The American Civil Liberties Union (ACLU) of Northern California and Berkeleyside sued the city of Berkeley on January 30 over the city’s refusal to release police records predating 2019.

The lawsuit was filed in the Alameda County Superior Court and argues that Senate Bill (SB) 1421 authorizes members of the public to request and receive specific police records. The plaintiffs are suing the city over its failure to provide the requested records, along with other allegations.

However, the Berkeley City Council held a closed meeting a day after the filing of the lawsuit and voted unanimously to recognize the release of any police records predating 2019. Michael Risher, one of the four attorneys for the plaintiffs, said that he discussed the case with the Berkeley City Attorney after the vote. Risher affirmed that the city is going to review its records that predate 2019 and release any non-exempt records on a rolling basis.

First Amendment Coalition (FAC) Executive Director David Snyder supported the plaintiffs because, from his perspective, the California legislature clearly intended SB 1421 to apply to all existing records, not just records that were created after the bill’s effective date. Snyder believes that this is clear in two ways: the bill makes no time distinction, and statements made during the legislative process expressed precisely that legislators understood the bill to apply to then-existing records.

George Perezvelez, a senior member of the Berkeley Police Review Commission (PRC) and current Chair for the 2019 term, believes that the Berkeley City Council looked at SB 1421 and decided that it did encompass any and all pertinent records, and instructed the Berkeley City Manager and the Berkeley Police Department to comply with all information requests covered by the legislation. Perezvelez said that the decision to not release records prior to 2019 before a full review by the City Attorney did not preclude or hinder the work of the PRC or its ability to provide oversight. “The city erred on the side of caution while the review was in process,” said the PRC chair.
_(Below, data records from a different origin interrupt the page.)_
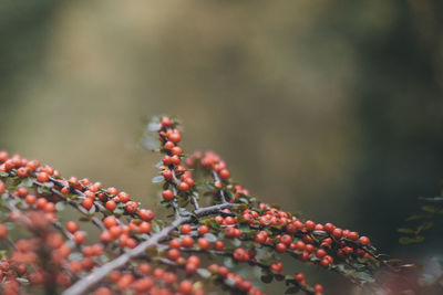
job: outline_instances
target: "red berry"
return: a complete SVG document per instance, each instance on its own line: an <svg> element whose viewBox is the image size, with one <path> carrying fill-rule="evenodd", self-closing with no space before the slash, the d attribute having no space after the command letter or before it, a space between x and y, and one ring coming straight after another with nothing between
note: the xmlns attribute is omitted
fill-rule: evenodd
<svg viewBox="0 0 443 295"><path fill-rule="evenodd" d="M193 292L193 283L190 281L184 280L179 283L179 292L183 294L190 294Z"/></svg>
<svg viewBox="0 0 443 295"><path fill-rule="evenodd" d="M229 176L230 176L230 172L229 172L229 170L227 170L227 169L222 169L222 170L218 172L218 175L220 176L222 179L228 179Z"/></svg>
<svg viewBox="0 0 443 295"><path fill-rule="evenodd" d="M162 127L166 127L166 128L173 126L173 122L168 117L163 117L161 124L162 124Z"/></svg>
<svg viewBox="0 0 443 295"><path fill-rule="evenodd" d="M333 235L336 239L340 239L341 235L342 235L342 233L343 233L343 231L342 231L341 229L339 229L339 228L336 228L336 229L333 229L333 231L332 231L332 235Z"/></svg>
<svg viewBox="0 0 443 295"><path fill-rule="evenodd" d="M276 245L276 250L277 250L277 252L279 252L279 253L284 253L284 252L286 251L286 245L285 245L284 243L278 243L278 244Z"/></svg>
<svg viewBox="0 0 443 295"><path fill-rule="evenodd" d="M174 192L172 190L164 190L162 192L163 199L165 199L166 201L171 201L174 199Z"/></svg>
<svg viewBox="0 0 443 295"><path fill-rule="evenodd" d="M131 199L131 196L125 191L119 192L117 197L119 197L119 201L121 201L122 203L125 203L125 202L130 201L130 199Z"/></svg>
<svg viewBox="0 0 443 295"><path fill-rule="evenodd" d="M190 235L185 235L182 239L182 246L190 247L194 245L194 239Z"/></svg>
<svg viewBox="0 0 443 295"><path fill-rule="evenodd" d="M141 233L150 233L151 232L151 223L146 222L146 221L143 221L142 223L140 223L138 232L141 232Z"/></svg>
<svg viewBox="0 0 443 295"><path fill-rule="evenodd" d="M145 221L151 221L154 219L154 211L148 209L141 209L138 211L138 217Z"/></svg>
<svg viewBox="0 0 443 295"><path fill-rule="evenodd" d="M316 228L316 222L308 220L307 222L305 222L305 226L308 231L313 231L313 229Z"/></svg>
<svg viewBox="0 0 443 295"><path fill-rule="evenodd" d="M187 233L190 232L190 230L192 230L192 228L190 228L189 224L183 224L182 228L181 228L181 233L182 234L187 234Z"/></svg>
<svg viewBox="0 0 443 295"><path fill-rule="evenodd" d="M208 232L209 232L209 228L207 225L200 225L198 228L198 234L199 235L204 235L205 233L208 233Z"/></svg>
<svg viewBox="0 0 443 295"><path fill-rule="evenodd" d="M216 241L214 243L214 249L217 250L217 251L222 251L224 247L225 247L225 243L222 242L222 241Z"/></svg>
<svg viewBox="0 0 443 295"><path fill-rule="evenodd" d="M68 221L65 228L70 233L74 233L79 230L79 224L73 221Z"/></svg>
<svg viewBox="0 0 443 295"><path fill-rule="evenodd" d="M370 240L369 240L369 238L368 236L360 236L360 239L359 239L359 242L360 242L360 244L362 244L362 245L369 245L370 244Z"/></svg>
<svg viewBox="0 0 443 295"><path fill-rule="evenodd" d="M168 138L169 138L171 141L173 141L175 144L178 144L182 140L182 136L181 136L179 131L172 133L168 136Z"/></svg>
<svg viewBox="0 0 443 295"><path fill-rule="evenodd" d="M198 239L198 245L200 249L207 250L209 247L210 243L205 238L200 238L200 239Z"/></svg>
<svg viewBox="0 0 443 295"><path fill-rule="evenodd" d="M179 251L177 250L177 249L171 249L168 252L167 252L167 257L169 259L169 260L173 260L173 261L176 261L178 257L179 257Z"/></svg>
<svg viewBox="0 0 443 295"><path fill-rule="evenodd" d="M84 232L75 232L73 240L75 243L78 244L82 244L84 242L84 240L86 240L86 234Z"/></svg>
<svg viewBox="0 0 443 295"><path fill-rule="evenodd" d="M357 241L357 240L359 240L359 234L357 232L350 232L348 234L348 239L351 241Z"/></svg>
<svg viewBox="0 0 443 295"><path fill-rule="evenodd" d="M25 178L28 177L28 168L25 167L20 167L19 169L17 169L17 175L21 178Z"/></svg>
<svg viewBox="0 0 443 295"><path fill-rule="evenodd" d="M93 201L91 199L83 199L82 201L82 206L84 209L86 210L91 210L92 206L93 206Z"/></svg>
<svg viewBox="0 0 443 295"><path fill-rule="evenodd" d="M126 209L126 211L130 212L130 213L135 213L135 212L137 212L138 204L137 204L136 202L134 202L134 201L128 201L128 202L125 204L125 209Z"/></svg>
<svg viewBox="0 0 443 295"><path fill-rule="evenodd" d="M182 191L187 191L188 189L189 189L189 185L188 183L186 183L186 182L184 182L184 181L182 181L182 182L179 182L178 183L178 187L177 187L179 190L182 190Z"/></svg>
<svg viewBox="0 0 443 295"><path fill-rule="evenodd" d="M173 178L173 172L169 169L163 170L162 176L165 178L165 180L171 180Z"/></svg>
Snyder said that although he couldn’t speak to Berkeley’s motives to refuse to release police records pre-dating 2019 specifically, he noted that there is great resistance among some police officers and their unions to having records about police misconduct made public. He said, “That’s an understandable human impulse, but it’s not consistent with the new law.”

The PRC Executive Director noticed that there are at least two other agencies in California refusing to disclose police records pre-dating this year: the Sacramento County Sheriff’s Department and the state Attorney General’s office. Snyder also noted that there are at least six counties in the state where police unions have obtained temporary restraining orders from courts that at least temporarily prevent the release of pre-2019 records, “irrespective of whether the relevant police departments want to release them or not.”

Perezvelez said that the PRC ensures transparency via dialogue with the department, reporting by the Chief of Police, review of any and all operational orders, and more. He also believes that oversight is about an honest and focused engagement between the community and the Berkeley Police Department.

“Law enforcement agencies need to know that the community supports their efforts to ensure public safety at the same time that the community needs to know that law enforcement agencies respect and value their input,” Perezvelez said.

Snyder thinks that government transparency is essential for a healthy democracy. Without it, citizens cannot oversee the government and effect change in the way the government works. According to him, citizens can ensure transparency by attending meetings, asking for records, and writing to representatives.